Leider sah das mein Kunstlehrer anders. „Drei Minus“ stand lapidar auf der Rückseite meines Zeichenblattes, als er die benoteten Bilder in der Klasse zurückgab. Was für eine Enttäuschung!
So ist das mit Bildern. Jeder Mensch macht sich welche – von der Welt, von anderen Menschen, von sich selbst – und von Gott übrigens auch. Und manchmal geraten Vorstellungen in diese Bilder hinein, die das ursprüngliche Bild verwässern, verzerren oder sogar übertünchen.
Zum Beispiel beim Selbstbild – dem, wie wir uns selber sehen und bewerten. Im Leben stoße ich immer wieder darauf, dass die Dinge manchmal anders sind, als ich sie mir bislang vorgestellt hatte. Zum Beispiel wenn mich ein anderer Mensch enttäuscht und ich feststelle, dass ich mich in ihm oder ihr ge-täuscht habe. Mein Bild von ihm oder ihr entsprach dann nicht so ganz den Tatsachen.
Manchmal bin ich selbst dieser Mensch, von dem ich enttäuscht bin. Vielleicht sind das die schmerzhaftesten Enttäuschungen: Wenn mir klar wird, dass ich mich in mir selbst getäuscht habe. Dass ich etwas nicht so locker beherrsche wie ich dachte. Dass ich jemanden verletzt habe, obwohl ich das Gute wollte. Dass ich zu einer Sünde fähig bin, die ich nie für möglich gehalten hätte. Ich merke dann: Ich war eingebildet. Ich habe in mein Bild von mir selbst etwas hineingemalt, was da nicht hingehört.
Und schon vom Schulhof wissen wir: Einbildung führt zum Angeben. Wer in Gedanken eingebildet ist, der erhebt sich irgendwann auch in Wort und Tat über andere. Wie ich über mich denke, bestimmt, wie ich mit anderen umgehe.
Ich glaube, für Christen gibt es noch ein besonderes Risiko der Einbildung: Dass sie sich etwas persönlich zurechnen, was eigentlich Gott getan hat. Gott begegnet meiner Sünde mit Gnade, und ich bilde mir ein, moralischer zu sein als andere. Gott lässt mich im Glauben wachsen, und ich bilde mir daraufhin ein, ein besonders guter Christ zu sein.
Geistliches Eingebildetsein ist die Ursünde der Pharisäer, und keine menschliche Haltung ist Jesus so scharf angegangen und hat sie beim Namen genannt, wie Einbildung und Stolz. Und der Apostel Paulus mahnt nicht weniger scharf im 1. Korintherbrief, Kapitel 4 Vers 7:
Wer gibt dir denn das Recht, dir etwas einzubilden? Kommt nicht alles, was du hast, von Gott? Wie kannst du dann damit angeben, als hättest du es von dir selbst?

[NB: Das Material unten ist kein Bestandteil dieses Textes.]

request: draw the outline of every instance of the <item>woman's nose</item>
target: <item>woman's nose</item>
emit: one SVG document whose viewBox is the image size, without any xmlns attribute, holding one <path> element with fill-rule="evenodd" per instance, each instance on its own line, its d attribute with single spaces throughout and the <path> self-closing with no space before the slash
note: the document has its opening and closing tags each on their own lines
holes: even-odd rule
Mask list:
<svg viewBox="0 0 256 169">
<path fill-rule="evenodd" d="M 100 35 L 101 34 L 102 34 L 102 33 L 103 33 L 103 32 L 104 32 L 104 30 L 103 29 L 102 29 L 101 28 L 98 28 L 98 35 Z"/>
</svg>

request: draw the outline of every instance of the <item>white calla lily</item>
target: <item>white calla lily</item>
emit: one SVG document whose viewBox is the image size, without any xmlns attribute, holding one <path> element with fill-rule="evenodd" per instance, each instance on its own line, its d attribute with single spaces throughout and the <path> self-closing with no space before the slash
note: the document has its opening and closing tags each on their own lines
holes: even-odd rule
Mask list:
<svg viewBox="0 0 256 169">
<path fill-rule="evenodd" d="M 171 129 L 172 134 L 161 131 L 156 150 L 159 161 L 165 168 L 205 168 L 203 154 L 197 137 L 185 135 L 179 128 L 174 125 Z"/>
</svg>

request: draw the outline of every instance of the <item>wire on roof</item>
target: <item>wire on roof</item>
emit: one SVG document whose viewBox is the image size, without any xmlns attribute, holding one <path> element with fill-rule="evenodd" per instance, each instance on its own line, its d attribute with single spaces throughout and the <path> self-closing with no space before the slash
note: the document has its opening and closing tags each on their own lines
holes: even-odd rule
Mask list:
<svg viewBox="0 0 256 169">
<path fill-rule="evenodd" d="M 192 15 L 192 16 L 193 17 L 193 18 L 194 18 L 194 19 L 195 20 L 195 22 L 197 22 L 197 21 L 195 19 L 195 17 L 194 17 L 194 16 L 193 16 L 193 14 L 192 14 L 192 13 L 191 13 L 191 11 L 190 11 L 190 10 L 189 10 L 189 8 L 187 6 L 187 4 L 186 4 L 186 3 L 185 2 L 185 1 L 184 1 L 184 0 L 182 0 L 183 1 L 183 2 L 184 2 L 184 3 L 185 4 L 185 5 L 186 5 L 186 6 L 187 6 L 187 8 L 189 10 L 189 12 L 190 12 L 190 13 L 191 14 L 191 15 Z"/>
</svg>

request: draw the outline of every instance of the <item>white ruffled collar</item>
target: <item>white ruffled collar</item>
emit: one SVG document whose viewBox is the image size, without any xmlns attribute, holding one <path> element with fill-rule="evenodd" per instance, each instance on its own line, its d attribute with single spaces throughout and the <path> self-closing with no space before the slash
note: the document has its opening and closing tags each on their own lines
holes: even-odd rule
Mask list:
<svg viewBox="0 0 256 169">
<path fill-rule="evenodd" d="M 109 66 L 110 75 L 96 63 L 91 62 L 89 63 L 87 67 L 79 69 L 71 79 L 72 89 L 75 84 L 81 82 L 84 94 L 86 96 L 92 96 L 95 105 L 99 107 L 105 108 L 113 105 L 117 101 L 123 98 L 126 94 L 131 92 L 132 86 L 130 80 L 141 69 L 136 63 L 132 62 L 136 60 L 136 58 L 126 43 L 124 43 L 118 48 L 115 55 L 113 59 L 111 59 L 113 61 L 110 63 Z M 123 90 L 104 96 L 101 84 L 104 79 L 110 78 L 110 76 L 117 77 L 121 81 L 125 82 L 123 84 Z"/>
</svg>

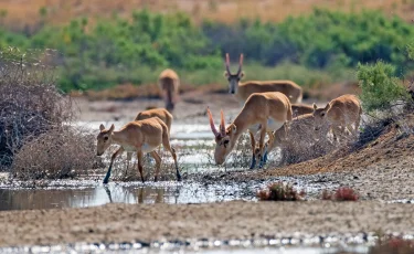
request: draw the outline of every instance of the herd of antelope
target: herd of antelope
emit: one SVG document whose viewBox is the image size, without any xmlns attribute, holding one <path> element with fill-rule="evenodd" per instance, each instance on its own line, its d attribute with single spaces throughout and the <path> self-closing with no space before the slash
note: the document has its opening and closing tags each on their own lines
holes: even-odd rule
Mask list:
<svg viewBox="0 0 414 254">
<path fill-rule="evenodd" d="M 267 154 L 272 149 L 283 147 L 284 142 L 291 139 L 299 140 L 299 144 L 300 140 L 309 138 L 310 140 L 318 140 L 327 137 L 328 133 L 331 131 L 333 141 L 340 142 L 347 135 L 347 130 L 351 135 L 358 134 L 362 109 L 357 96 L 342 95 L 329 102 L 323 108 L 318 108 L 315 104 L 300 104 L 302 89 L 296 83 L 291 81 L 248 81 L 241 83 L 244 76 L 242 66 L 243 54 L 240 55 L 238 70 L 233 74 L 230 71 L 230 56 L 226 54 L 224 76 L 229 81 L 229 93 L 234 94 L 243 105 L 235 119 L 226 126 L 224 113 L 221 110 L 217 129 L 212 113 L 209 108 L 206 109 L 210 127 L 214 135 L 214 160 L 217 165 L 224 163 L 238 138 L 246 130 L 250 133 L 252 144 L 251 169 L 255 168 L 256 161 L 258 161 L 258 167 L 262 168 L 266 163 Z M 127 151 L 128 165 L 132 152 L 137 154 L 138 170 L 142 182 L 144 152 L 149 152 L 156 160 L 155 181 L 157 181 L 161 158 L 156 149 L 161 144 L 171 154 L 174 160 L 177 180 L 181 180 L 176 150 L 170 145 L 170 128 L 173 117 L 169 113 L 174 108 L 179 85 L 180 80 L 177 73 L 170 68 L 164 70 L 159 76 L 159 86 L 164 94 L 166 109 L 155 108 L 141 112 L 135 120 L 126 124 L 119 130 L 115 130 L 114 125 L 109 129 L 100 125 L 100 131 L 97 136 L 97 155 L 103 155 L 112 144 L 120 146 L 112 156 L 104 183 L 109 180 L 115 158 L 124 151 Z M 265 144 L 266 134 L 268 140 Z M 258 144 L 256 145 L 255 139 L 257 137 Z M 307 144 L 300 145 L 307 146 Z"/>
</svg>

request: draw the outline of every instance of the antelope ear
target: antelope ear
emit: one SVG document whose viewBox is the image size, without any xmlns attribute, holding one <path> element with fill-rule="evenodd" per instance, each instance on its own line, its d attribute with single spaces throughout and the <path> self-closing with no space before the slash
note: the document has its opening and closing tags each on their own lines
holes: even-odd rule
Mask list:
<svg viewBox="0 0 414 254">
<path fill-rule="evenodd" d="M 113 125 L 110 126 L 110 128 L 109 128 L 109 134 L 110 134 L 112 131 L 114 131 L 114 129 L 115 129 L 115 125 L 113 124 Z"/>
<path fill-rule="evenodd" d="M 241 80 L 244 77 L 244 72 L 243 72 L 243 71 L 238 74 L 238 77 L 240 77 Z"/>
</svg>

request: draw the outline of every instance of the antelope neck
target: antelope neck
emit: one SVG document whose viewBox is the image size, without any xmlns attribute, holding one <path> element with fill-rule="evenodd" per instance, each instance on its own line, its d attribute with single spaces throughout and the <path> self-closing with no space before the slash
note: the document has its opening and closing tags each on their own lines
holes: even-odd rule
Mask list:
<svg viewBox="0 0 414 254">
<path fill-rule="evenodd" d="M 120 145 L 124 141 L 123 137 L 119 134 L 120 134 L 119 131 L 115 131 L 115 130 L 110 134 L 113 142 L 117 145 Z"/>
</svg>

Warum geht Paulus hier so massiv mit der Einbildung ins Gericht?
Meine Antwort: Weil Christen die letzten sind, die Grund haben, eingebildet zu sein. Christen wissen doch, dass sie alles Gott zu verdanken haben, was Wert besitzt in ihrem Leben. Christen wissen doch, dass Gott selbst der Maler ist, der sie nach seinem Ebenbild geschaffen hat. Und wo Gott ein Bild malt, soll der Mensch nichts hinein malen, sich nichts ein-bilden.
Wie gut, dass es mit Gott anders ist als mit dem Kunstunterricht. Gott benotet nicht mein Bild von mir selbst. Er malt es.